TRV0109101 in vitro pharmacology.
Because β-arrestins appear to play a prominent role in opioid-induced mechanical allodynia, decreasing agonist-promoted β-arrestin recruitment may be an avenue for generating differentiated MOPR analgesics with reduced liability for the development of OIH. Previously, we are able to pharmacologically decouple MOPR-mediated analgesia from conventional opioid-induced adverse events such as respiratory depression and constipation using the G protein-biased MOPR ligand oliceridine (TRV130) in rodents (DeWire et al., 2013). The aligned effect of genetic and pharmacologic interdiction of MOPR/β-arrestin pharmacology suggests that a G protein-biased MOPR ligand may be able to deliver robust analgesia while reducing the risk of the development of OIH.
Through previously reported lead optimization studies, we identified several structurally related G protein-biased MOPR agonists including {2-[(9R)-9-(pyridin-2-yl)-6-oxaspiro[4.5]decan-9-yl]ethyl}-(thiophen-2-ylmethyl)amine (R-19; TRV0109101) (Fig. 2A) (Chen et al., 2013; DeWire et al., 2013). Like oliceridine, TRV0109101 does not share any structural similarity to conventional opioid receptor modulators and is chemically distinct from recently identified G protein-biased MOPR ligands, PZM21 and mitragynine pseudoindoxyl. TRV0109101 promotes potent (10 nM) and robust Gαi activation (approximately 81% compared with morphine) while exhibiting significantly reduced agonist-promoted β-arrestin2 recruitment (23%) (Fig. 2B, Supplemental Table 1). Because G protein receptor kinase-mediated receptor phosphorylation contributes to β-arrestin/receptor interaction and β-arrestin function (receptor endocytosis), we monitored agonist-promoted hMOPR phosphorylation and receptor internalization. As expected of a G protein-biased MOPR ligand, TRV0109101 exhibited markedly lower G protein receptor kinase-mediated hMOPR phosphorylation at serine 375 and hMOPR internalization compared with conventional opioids (Fig. 3, A and B). Furthermore, we studied the nature of TRV0109101 interaction with the receptor in reference to other MOPR ligands by functional competition analysis. Thus, if TRV0109101 is functionally competitive with the MOPR antagonist naloxone, the EC50 of TRV0109101 will increase as the antagonist concentration is titrated higher, whereas the maximal response to TRV0109101 remains the same. Indeed, increasing concentrations of naloxone exhibited a functionally competitive relationship with TRV0109101-promoted Gαi activity (Fig. 3C). Concordantly, increasing concentrations of TRV0109101 was functionally competitive with DAMGO-promoted β-arrestin2 recruitment (Fig. 3D). Schild analysis of these data suggests that TRV0109101 operates through the common orthosteric ligand binding site used by conventional MOPR ligands with an approximate apparent KD of 70 nM (Figs. 3, C and D). TRV0109101 is MOPR selective (over NOPR, DOPR, and KOPR) (Fig. 2C, Supplemental Tables 1 and 2) and can activate MOPR across species (Supplemental Table 1).

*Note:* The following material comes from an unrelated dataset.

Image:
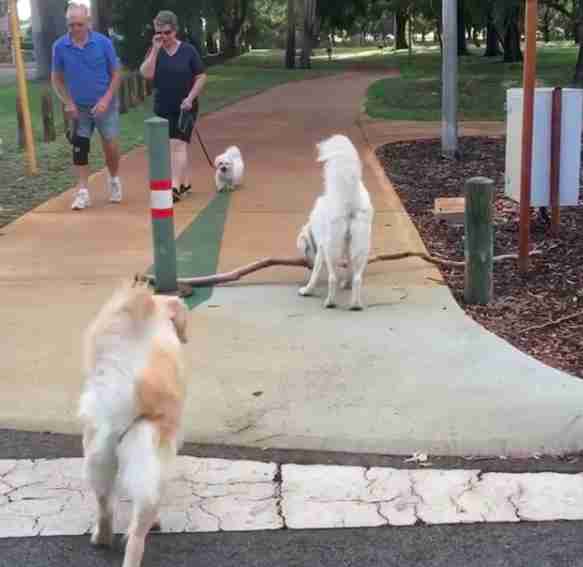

TRV0109101 in vivo pharmacology.
Similar to oliceridine (TRV130), TRV0109101 promoted robust analgesia in multiple models of acute pain, such as hot plate [mouse (ED50 = 1.1 mg/kg) and rat (ED50 = 0.3 mg/kg)], tail flick [rat (ED50 = 0.09 mg/kg)], and incisional pain (rat) (Fig. 4A, Supplemental Figs. 3 and 4) (DeWire et al., 2013). TRV0109101 administration exhibited a broad therapeutic window between analgesia and inhibition of gastrointestinal function, as measured by colonic propulsion [mouse (ED50 = 9.4 mg/kg, 8.5× greater than hotplate ED50)] and fecal boli accumulation [mouse (ED50 = 6.3 mg/kg, 5.7× greater than hotplate ED50)] assays (Fig. 4, B–D). The magnitude of this therapeutic window was greater than that reported for morphine and comparable to the window previously observed for oliceridine (DeWire et al., 2013).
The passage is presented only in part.